Archive for September 19, 2013

Shoot, look who’s the messenger!

September 19, 2013

Pope Francis said in an interview that the Catholic church has been too focused on the issues of abortion, gay marriage and contraception and suggests it find a “new balance” to deliver its message. Would Francis like to come to America and deliver the same message to the Republican party?

A Pennsylvania man was charged with a DUI, on a riding lawn mower. Wonder if their first clue was that he thought he was driving his car?

Japanese baseball commissioner Ryozo Kato resigned over a controversy involving a new home run record. (The league had switched to a livelier baseball.) Meanwhile, of course, Bud Selig has had NOTHING to do with any of MLB’s home run record issues….

(this last item brought to you by the Brooklyn Bridge realty company.)

Apparently one $400 million winning Powerball ticket was sold today in South Carolina. So regarding Miss Carolina’s comment in the Miss America pageant that 20% of her state lives in mobile homes – make that 20% minus 1.

NASA is looking for participants in a test study to help them find out how the human body reacts to 70 days in a bed rest position. The first questions from most potential men volunteers – “Do we get our own remotes, and how many channels?”

Trent Richardson says he’s excited to join the Colts. A much more positive response than “Thank Gawd I am out of Cleveland.”

From T.C.   “As each week passes, we get closer to the day when Johnny Manziel signs his autograph for real money.

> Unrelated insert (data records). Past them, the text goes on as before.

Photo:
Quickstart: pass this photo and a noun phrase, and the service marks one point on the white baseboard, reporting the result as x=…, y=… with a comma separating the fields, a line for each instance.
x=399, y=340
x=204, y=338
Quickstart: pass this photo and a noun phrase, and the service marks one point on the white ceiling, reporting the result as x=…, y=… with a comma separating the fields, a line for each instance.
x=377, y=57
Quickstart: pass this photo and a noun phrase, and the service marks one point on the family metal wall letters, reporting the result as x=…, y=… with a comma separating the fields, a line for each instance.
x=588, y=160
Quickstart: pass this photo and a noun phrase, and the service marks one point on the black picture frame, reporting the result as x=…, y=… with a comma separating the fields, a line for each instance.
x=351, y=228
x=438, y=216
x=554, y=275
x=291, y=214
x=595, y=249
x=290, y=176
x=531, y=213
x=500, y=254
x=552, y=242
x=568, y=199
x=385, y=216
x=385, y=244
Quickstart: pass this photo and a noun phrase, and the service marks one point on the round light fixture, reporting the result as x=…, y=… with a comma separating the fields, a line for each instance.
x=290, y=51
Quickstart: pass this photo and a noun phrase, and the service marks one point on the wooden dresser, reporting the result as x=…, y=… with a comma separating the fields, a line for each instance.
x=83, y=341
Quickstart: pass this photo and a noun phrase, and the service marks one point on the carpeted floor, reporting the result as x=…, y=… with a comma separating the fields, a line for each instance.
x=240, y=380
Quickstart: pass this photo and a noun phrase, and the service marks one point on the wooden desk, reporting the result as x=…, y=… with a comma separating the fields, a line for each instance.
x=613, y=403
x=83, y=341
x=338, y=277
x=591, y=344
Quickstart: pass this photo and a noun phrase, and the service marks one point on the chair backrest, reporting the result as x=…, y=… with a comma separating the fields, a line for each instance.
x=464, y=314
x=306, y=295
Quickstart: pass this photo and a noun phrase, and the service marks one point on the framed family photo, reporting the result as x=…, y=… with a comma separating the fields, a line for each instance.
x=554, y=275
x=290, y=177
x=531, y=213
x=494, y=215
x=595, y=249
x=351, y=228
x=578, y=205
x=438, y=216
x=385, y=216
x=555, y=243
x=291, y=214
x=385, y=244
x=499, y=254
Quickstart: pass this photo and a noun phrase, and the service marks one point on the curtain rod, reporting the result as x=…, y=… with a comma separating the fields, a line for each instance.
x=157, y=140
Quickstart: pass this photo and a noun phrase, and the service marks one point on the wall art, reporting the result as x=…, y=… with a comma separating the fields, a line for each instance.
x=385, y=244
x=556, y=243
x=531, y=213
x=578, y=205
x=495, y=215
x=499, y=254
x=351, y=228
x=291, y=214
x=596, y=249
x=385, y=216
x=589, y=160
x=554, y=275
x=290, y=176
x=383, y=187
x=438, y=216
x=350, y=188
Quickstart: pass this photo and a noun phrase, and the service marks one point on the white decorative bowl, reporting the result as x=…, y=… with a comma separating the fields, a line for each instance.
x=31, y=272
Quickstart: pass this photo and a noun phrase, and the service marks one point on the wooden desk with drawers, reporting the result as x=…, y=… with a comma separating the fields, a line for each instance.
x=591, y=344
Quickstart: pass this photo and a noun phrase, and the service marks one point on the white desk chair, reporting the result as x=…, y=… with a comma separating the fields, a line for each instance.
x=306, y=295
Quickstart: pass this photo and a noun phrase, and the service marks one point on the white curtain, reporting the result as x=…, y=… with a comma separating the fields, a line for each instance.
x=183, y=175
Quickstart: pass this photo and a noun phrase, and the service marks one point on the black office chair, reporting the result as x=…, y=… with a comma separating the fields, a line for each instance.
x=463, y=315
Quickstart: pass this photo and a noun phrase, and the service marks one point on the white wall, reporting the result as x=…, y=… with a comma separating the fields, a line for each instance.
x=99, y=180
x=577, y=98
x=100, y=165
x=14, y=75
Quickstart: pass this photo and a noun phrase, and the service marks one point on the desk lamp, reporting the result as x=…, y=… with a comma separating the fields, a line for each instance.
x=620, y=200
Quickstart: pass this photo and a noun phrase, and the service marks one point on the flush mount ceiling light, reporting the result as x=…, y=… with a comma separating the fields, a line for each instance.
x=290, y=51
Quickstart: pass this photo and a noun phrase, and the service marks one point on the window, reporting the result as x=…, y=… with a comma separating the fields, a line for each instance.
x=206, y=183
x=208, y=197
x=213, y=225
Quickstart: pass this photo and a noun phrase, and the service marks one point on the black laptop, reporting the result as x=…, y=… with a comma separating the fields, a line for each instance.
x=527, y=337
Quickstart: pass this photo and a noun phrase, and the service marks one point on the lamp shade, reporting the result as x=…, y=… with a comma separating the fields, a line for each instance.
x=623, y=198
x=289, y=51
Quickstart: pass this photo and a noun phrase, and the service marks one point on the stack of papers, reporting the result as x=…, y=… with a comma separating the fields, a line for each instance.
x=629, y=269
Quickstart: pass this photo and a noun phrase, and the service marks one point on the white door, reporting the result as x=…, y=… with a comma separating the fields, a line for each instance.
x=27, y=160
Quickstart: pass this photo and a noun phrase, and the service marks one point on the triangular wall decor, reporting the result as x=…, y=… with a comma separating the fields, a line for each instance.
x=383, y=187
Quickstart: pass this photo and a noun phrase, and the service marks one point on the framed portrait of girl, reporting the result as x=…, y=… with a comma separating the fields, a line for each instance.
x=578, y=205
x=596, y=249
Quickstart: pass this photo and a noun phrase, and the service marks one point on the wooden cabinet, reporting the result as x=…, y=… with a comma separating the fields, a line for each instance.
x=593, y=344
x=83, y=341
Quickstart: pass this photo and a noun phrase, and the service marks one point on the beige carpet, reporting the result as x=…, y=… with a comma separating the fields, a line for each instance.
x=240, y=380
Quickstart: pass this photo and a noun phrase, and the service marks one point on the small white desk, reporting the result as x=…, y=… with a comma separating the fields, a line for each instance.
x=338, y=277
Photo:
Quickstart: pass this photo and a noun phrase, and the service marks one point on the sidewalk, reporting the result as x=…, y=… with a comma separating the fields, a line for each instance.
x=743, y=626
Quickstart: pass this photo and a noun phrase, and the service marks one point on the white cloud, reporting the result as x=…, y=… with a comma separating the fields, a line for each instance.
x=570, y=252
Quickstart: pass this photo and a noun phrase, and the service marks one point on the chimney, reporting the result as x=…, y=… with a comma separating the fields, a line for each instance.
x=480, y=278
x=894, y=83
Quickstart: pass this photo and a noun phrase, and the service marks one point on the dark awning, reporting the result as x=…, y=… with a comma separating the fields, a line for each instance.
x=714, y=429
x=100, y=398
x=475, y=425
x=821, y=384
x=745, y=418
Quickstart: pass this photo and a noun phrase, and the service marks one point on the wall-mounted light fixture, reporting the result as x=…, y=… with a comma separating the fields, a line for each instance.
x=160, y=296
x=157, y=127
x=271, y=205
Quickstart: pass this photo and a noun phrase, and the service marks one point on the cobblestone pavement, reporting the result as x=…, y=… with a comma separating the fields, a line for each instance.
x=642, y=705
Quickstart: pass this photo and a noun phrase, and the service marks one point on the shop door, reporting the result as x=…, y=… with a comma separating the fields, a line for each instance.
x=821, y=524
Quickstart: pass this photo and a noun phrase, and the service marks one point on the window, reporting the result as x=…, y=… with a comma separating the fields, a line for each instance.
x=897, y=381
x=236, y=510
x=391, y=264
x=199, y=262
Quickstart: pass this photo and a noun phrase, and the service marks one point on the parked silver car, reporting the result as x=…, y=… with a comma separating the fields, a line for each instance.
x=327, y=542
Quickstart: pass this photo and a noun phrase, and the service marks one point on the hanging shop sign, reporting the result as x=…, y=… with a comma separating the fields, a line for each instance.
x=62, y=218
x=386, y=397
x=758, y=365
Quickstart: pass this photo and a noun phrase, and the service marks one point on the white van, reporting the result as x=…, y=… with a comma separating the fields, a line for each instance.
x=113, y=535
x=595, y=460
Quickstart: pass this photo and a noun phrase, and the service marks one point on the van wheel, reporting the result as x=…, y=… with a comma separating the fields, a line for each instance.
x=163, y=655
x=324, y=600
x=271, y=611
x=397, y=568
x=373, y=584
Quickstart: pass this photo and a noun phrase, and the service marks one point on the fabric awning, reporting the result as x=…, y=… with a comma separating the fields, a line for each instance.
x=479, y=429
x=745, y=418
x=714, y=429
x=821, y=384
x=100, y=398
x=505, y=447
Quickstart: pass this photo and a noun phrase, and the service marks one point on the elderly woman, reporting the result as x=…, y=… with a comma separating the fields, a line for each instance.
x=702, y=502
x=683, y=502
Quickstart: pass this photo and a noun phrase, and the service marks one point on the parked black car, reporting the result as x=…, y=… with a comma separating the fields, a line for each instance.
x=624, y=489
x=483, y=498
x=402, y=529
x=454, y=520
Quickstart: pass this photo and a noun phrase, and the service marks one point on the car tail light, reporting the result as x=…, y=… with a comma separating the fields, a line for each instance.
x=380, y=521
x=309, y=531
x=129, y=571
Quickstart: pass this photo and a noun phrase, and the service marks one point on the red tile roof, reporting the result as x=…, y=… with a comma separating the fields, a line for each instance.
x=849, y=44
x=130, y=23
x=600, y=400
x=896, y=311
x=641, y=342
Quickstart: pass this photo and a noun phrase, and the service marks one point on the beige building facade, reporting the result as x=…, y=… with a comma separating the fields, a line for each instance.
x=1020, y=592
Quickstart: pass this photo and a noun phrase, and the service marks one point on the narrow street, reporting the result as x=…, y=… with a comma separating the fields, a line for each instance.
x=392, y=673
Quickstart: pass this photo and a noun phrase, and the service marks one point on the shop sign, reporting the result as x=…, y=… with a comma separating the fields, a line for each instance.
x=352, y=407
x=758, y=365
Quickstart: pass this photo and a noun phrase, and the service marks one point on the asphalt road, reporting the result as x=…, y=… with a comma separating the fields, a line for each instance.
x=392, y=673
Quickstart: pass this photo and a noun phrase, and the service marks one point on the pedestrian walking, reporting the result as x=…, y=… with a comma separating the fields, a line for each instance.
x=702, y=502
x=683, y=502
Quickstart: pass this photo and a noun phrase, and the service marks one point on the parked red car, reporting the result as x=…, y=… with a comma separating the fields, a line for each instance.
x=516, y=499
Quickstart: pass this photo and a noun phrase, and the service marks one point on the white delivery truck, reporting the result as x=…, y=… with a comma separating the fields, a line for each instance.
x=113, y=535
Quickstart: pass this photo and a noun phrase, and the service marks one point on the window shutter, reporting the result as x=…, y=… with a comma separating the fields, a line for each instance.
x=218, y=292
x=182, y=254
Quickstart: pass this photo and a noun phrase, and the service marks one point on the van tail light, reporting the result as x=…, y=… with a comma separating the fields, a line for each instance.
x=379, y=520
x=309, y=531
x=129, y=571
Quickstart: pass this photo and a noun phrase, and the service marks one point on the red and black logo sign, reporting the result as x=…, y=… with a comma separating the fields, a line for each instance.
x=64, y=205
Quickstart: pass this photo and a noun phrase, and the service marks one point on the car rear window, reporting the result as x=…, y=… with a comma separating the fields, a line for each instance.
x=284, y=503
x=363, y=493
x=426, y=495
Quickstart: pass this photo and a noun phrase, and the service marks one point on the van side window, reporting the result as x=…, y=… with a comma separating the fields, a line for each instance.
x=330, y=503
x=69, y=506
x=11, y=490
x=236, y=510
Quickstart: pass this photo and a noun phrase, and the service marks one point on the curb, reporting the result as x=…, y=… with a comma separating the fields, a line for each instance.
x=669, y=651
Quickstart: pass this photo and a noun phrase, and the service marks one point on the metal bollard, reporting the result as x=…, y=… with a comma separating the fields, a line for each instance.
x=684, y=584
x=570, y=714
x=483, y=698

Too bad it will be on a contract with the Jaguars or Browns.”

Just thinking, if women with PMS or menopause symptoms regularly picked up weapons and went after strangers, we might be having a very different discussion on gun control.

John McCain wrote a scathing retort to Vladimir Putin for the Russian newspaper Pravda’s online English website. Wonder if the credits underneath said something like “This is from U.S. Senator John McCain. The man who wanted his vice-president to be Sarah Palin.”

-.

Only three things have kept 2013 #SFGiants from being a playoff contender – June, July and August.

 

My son Carey adds, only three things have kept the Houston Astros from being a playoff contender – Spring, Summer and Fall.

 

So Thursday was #TalkLikeAPirateDay. But what does a Wall Street banker sound like?

 

 

Trent Richardson says he’s excited to join the Colts. A much more positive response than “Thank Gawd I am out of Cleveland.”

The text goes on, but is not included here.